Francisco, que teve sua formação acadêmica completa na rede pública, resume: “A questão deve ser analisada a partir de três principais vieses. O primeiro é o próprio aluno e suas dificuldades de acesso à internet, computador ou até mesmo um celular. O segundo é a falta de preparo dos professores, a maioria esmagadora não foi treinada para dar aulas online, enquanto os da rede privada estão mais familiarizados com o método. Por último, destaco o fato de a escola pública ser um espaço em que a formação do professor não é valorizada.” Para Gonçalves, a profissão exige um constante aperfeiçoamento que não é incentivado na rede pública.

Francisco Gonçalves, docente da rede particular
Francisco Gonçalves, docente da rede particular (Foto:acervo pessoal)

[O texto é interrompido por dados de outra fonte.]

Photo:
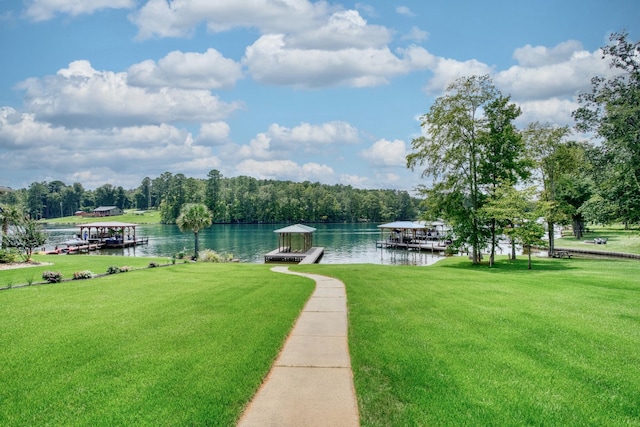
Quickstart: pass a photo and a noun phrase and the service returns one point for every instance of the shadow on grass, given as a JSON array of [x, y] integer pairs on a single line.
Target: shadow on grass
[[519, 265]]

A disparidade no acesso à educação, acentuada pela pandemia da Covid-19, tem graves impactos no ingresso do jovem negro e periférico na universidade. Para Dennis de Oliveira, professor de Comunicação da USP e pesquisador do Núcleo de Estudos Interdisciplinares do Negro Brasileiro (NEINB), “a estrutura não é só acesso à internet, mas ter um espaço para estudar”.

Os problemas de infraestrutura, no entanto, não são exclusivos do ambiente doméstico. A própria universidade impõe obstáculos ao universitário negro e periférico. Segundo Oliveira, a USP é “pouco acolhedora para o [universitário] trabalhador”: bibliotecas e restaurantes fecham cedo, o transporte no período noturno é deficitário e a cidade universitária tem infraestrutura ruim.

Além disso, o professor apontou problemas na política de cotas implantada na USP em 2016. Resultado de intensa mobilização estudantil, a USP foi uma das últimas universidades estaduais a adotar o sistema de cotas como meio de ingresso. Ainda hoje, há resistência por parte da reitoria na instituição de uma comissão para verificar e coibir fraudes nas cotas.

 

O professor da USP, Dennis de Oliveira
O professor da USP, Dennis de Oliveira(Foto:acervo pessoal)

        Para Oliveira, é um “mito que o aluno cotista teria desempenho pior, porque parte do pressuposto de que o desempenho no vestibular é um indicador de qualidade, mas o vestibular não mede qualidade do aluno e, sim, preparo. O repertório que o vestibular exige não é indicador do desempenho do aluno no ensino superior”.

Sobre a desigualdade enfrentada, Francisco Gonçalves finaliza advertindo que existe a possibilidade de piora no cenário. “Se nós não nos debruçarmos sobre a questão do público com prioridade para esse universo da escola pública em si, não vai haver mudança. O que vemos em relação aos governos, tanto atual quanto os passados, é um movimento contrário.”